Question Issue/Renew Let's Encrypt certificate if site is behind cloudflare

[X1X11X]

Server operating system version

Microsoft Windows Server 2016 x86_64

Plesk version and microupdate number

Plesk Obsidian 18.0.51.1

Hi,

I was wondering if there is a better way to issue or renew Let's Encrypt certificates in plesk, if the site is behind cloudflare.
Every time, my Let's Encrypt certificate is expired i have to temporarily pause cloudflare on my site, so that Let's Encrypt is able to resolve my dns records and especially the ACME txt record.

This does not seem like the ideal way of doing this, having to disable cloudflare everytime the cert expires.
The server itself has a Origin cert from Cloudlare, so the Let's Encrypt on is only needed for the mail part.

Best thing would be that the certificate automatially renews itself, which also doesnt work if the site is behind cloudflare.

The way i see it, there are currently 2 options:
1. Perfoming the above steps manually every time a cert expires
2. Don't proxy the domain in the cloudflare DNS

Am I missing something, can this be accomplished somehow?

I'm grateful for any input.

Thanks in advance!

 

[Peter Debik]

One solution could be to replace the cert with a Cloudflare cert on Cloudflare. Another solution could be using the steps described in How to Auto-renew and Issue Plesk Lets Encrypt SSL certificate with Cloudflare DNS – Smart Help Guides

 

[X1X11X]

Hi Peter,

thanks for your quick response!
Regarding the first solution with the cloudflare certificate, do you mean a root certificate?
Because as far as I know, root CAs can't be used to secure mail.
So I wonder how can I get such a cert for plesk, since the client ceritifactes are missing the .crt part

 

[Harun]

One solution could be to replace the cert with a Cloudflare cert on Cloudflare. Another solution could be using the steps described in How to Auto-renew and Issue Plesk Lets Encrypt SSL certificate with Cloudflare DNS – Smart Help Guides

I've tried this and I get an error:

"Non-NS records with that host already exist. (Code: 81055)"

Do I need to remove those? I don't want to botch it by experimenting. Anyone have the steps to do this?

 

[twebhosting]

There is a new, well documented tutorial to explain all steps at Plesk Let's Encrypt Wildcard SSL Certificate Cloudflare DNS

 

[T2121]

There is a new, well documented tutorial to explain all steps at Plesk Let's Encrypt Wildcard SSL Certificate Cloudflare DNS

This isn't a solid solution, the NS record will cause issues in the long term.
You'll get: SSL_ERROR_NO_CYPHER_OVERLAP when you have the CF proxy enabled.

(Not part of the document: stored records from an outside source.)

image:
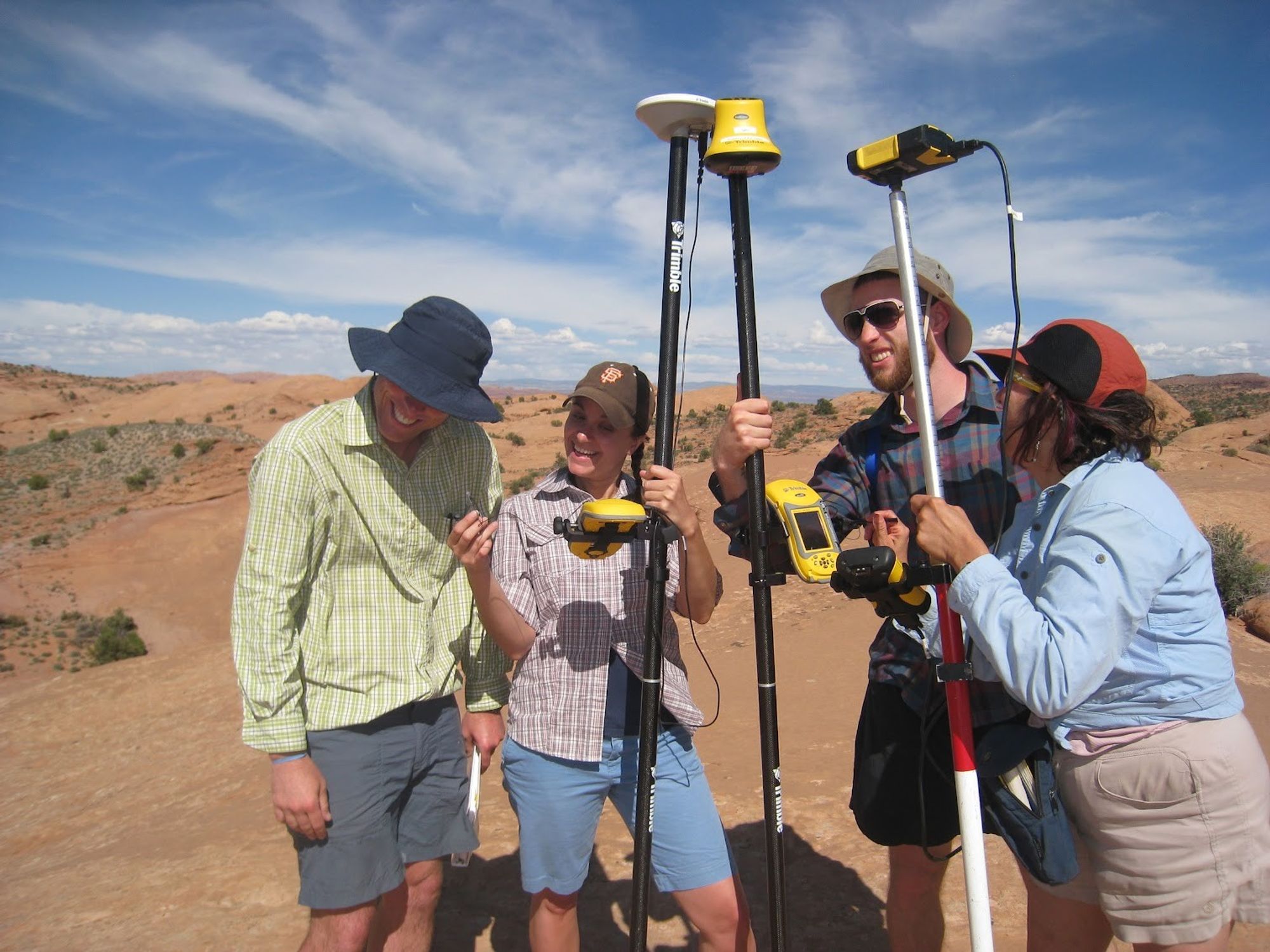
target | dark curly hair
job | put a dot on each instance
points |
(1127, 421)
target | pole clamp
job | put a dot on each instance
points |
(766, 582)
(954, 671)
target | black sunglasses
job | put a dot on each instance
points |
(883, 315)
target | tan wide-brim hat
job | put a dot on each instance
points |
(933, 277)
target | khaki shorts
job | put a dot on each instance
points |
(1173, 832)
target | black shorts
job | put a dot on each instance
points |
(891, 758)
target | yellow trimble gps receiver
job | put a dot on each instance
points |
(813, 545)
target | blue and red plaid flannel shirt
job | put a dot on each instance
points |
(972, 470)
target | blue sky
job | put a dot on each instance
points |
(231, 186)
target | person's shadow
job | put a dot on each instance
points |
(829, 906)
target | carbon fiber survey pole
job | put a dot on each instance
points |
(953, 670)
(676, 119)
(739, 150)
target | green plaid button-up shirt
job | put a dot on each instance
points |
(347, 602)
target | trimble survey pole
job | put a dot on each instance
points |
(890, 163)
(740, 149)
(675, 119)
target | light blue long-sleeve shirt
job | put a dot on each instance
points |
(1100, 610)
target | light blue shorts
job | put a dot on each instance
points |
(558, 804)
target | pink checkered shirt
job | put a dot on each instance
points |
(580, 609)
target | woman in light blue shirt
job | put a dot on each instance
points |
(1100, 614)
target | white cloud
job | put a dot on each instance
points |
(104, 341)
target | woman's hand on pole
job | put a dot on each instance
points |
(664, 491)
(946, 532)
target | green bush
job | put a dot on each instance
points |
(1238, 574)
(117, 639)
(139, 480)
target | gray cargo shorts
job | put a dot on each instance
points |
(398, 791)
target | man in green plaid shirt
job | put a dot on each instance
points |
(354, 628)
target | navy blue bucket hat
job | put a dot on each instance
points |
(436, 354)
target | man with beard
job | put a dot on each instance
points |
(902, 791)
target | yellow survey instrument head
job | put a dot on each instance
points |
(614, 521)
(741, 145)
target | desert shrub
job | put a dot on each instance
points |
(117, 639)
(1238, 574)
(139, 480)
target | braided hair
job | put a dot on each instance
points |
(643, 418)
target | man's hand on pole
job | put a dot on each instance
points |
(483, 731)
(746, 431)
(300, 798)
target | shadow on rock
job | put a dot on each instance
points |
(488, 892)
(827, 904)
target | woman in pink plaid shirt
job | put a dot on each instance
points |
(576, 629)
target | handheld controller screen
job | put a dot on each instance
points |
(812, 541)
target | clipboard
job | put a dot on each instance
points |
(473, 810)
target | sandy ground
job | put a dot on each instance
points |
(135, 819)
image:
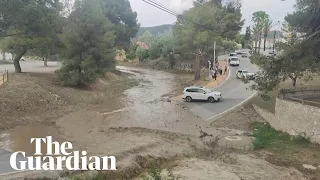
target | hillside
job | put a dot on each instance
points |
(154, 30)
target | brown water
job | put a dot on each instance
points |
(145, 105)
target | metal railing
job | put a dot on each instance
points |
(306, 96)
(4, 77)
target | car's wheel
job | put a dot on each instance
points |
(211, 100)
(188, 99)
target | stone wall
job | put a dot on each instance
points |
(294, 118)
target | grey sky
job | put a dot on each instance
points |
(151, 16)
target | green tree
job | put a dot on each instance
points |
(142, 54)
(266, 28)
(200, 26)
(300, 55)
(259, 18)
(25, 24)
(124, 20)
(247, 36)
(89, 39)
(131, 52)
(147, 38)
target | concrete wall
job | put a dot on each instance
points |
(294, 118)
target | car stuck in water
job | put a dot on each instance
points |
(200, 93)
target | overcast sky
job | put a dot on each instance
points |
(151, 16)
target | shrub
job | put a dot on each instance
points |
(267, 137)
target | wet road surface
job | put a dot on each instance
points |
(146, 105)
(233, 91)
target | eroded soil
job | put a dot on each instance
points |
(140, 126)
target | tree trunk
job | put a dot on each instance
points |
(264, 43)
(255, 45)
(294, 82)
(260, 37)
(16, 61)
(4, 56)
(197, 66)
(45, 61)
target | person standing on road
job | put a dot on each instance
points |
(220, 69)
(212, 73)
(215, 75)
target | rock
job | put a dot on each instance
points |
(306, 166)
(236, 142)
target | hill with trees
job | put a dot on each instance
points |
(155, 30)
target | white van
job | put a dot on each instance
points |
(234, 61)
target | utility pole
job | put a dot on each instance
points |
(197, 65)
(274, 40)
(214, 54)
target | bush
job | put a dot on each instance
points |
(267, 137)
(258, 60)
(157, 174)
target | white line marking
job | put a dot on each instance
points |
(233, 107)
(112, 112)
(15, 172)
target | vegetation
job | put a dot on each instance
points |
(267, 137)
(196, 31)
(155, 30)
(86, 37)
(157, 174)
(300, 57)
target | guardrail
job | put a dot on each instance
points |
(4, 77)
(302, 95)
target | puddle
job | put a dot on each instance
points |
(18, 139)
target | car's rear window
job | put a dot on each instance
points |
(192, 90)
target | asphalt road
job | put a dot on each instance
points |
(233, 90)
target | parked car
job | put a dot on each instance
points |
(200, 93)
(239, 52)
(246, 74)
(232, 55)
(234, 61)
(245, 55)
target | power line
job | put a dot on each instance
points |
(163, 8)
(161, 5)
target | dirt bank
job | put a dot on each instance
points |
(140, 126)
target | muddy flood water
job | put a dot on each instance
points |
(144, 106)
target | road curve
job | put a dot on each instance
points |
(234, 93)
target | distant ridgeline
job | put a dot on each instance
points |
(154, 30)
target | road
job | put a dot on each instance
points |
(234, 92)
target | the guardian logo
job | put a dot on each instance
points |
(63, 156)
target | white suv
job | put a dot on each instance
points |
(234, 61)
(199, 93)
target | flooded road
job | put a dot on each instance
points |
(146, 106)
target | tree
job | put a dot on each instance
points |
(26, 23)
(147, 38)
(124, 20)
(206, 22)
(142, 53)
(300, 55)
(247, 36)
(89, 39)
(259, 18)
(266, 28)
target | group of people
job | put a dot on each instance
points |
(217, 70)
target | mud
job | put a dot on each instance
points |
(142, 124)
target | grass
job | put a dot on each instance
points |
(267, 137)
(5, 62)
(281, 149)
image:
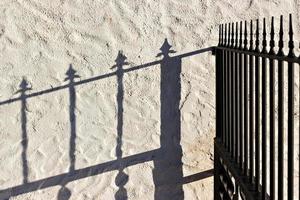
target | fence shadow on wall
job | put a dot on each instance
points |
(167, 173)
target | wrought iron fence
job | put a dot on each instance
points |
(246, 122)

At least that's my conclusion after trying this method.

 

[Harun]

My Let's Encrypt certificates have been renewing just fine since Nov 2023, after installing "DNS Integration for Cloudflare®" Plesk extension and enabling Auto-Sync for 3 domains. I don't recall the setup being too difficult, but it may have taken a little trial and error.

 

[T2121]

My Let's Encrypt certificates have been renewing just fine since Nov 2023, after installing "DNS Integration for Cloudflare®" Plesk extension and enabling Auto-Sync for 3 domains. I don't recall the setup being too difficult, but it may have taken a little trial and error.

I was hoping to avoid this method because I don't want all the records that Plesk generates in Cloudflare.

Do you have the CF proxy enabled for everything except the mail subdomain?

 

[Harun]

I was hoping to avoid this method because I don't want all the records that Plesk generates in Cloudflare.

Do you have the CF proxy enabled for everything except the mail subdomain?

Probably. It has been a while since I set it up.

 

[cpulove]

Have you sorted out, how to setup Letsencrypt with Cloudflare and enabled proxy? I ran into the SSL_ERROR_NO_CYPHER_OVERLAP as you mentioned and did not find a solution so far.
I need the proxies enabled, as I use some domainnames in virtual containers which I host with ipv6 only and cloudflares proxy gives them a vaild ipv4.
A way to solve this would be nice to know!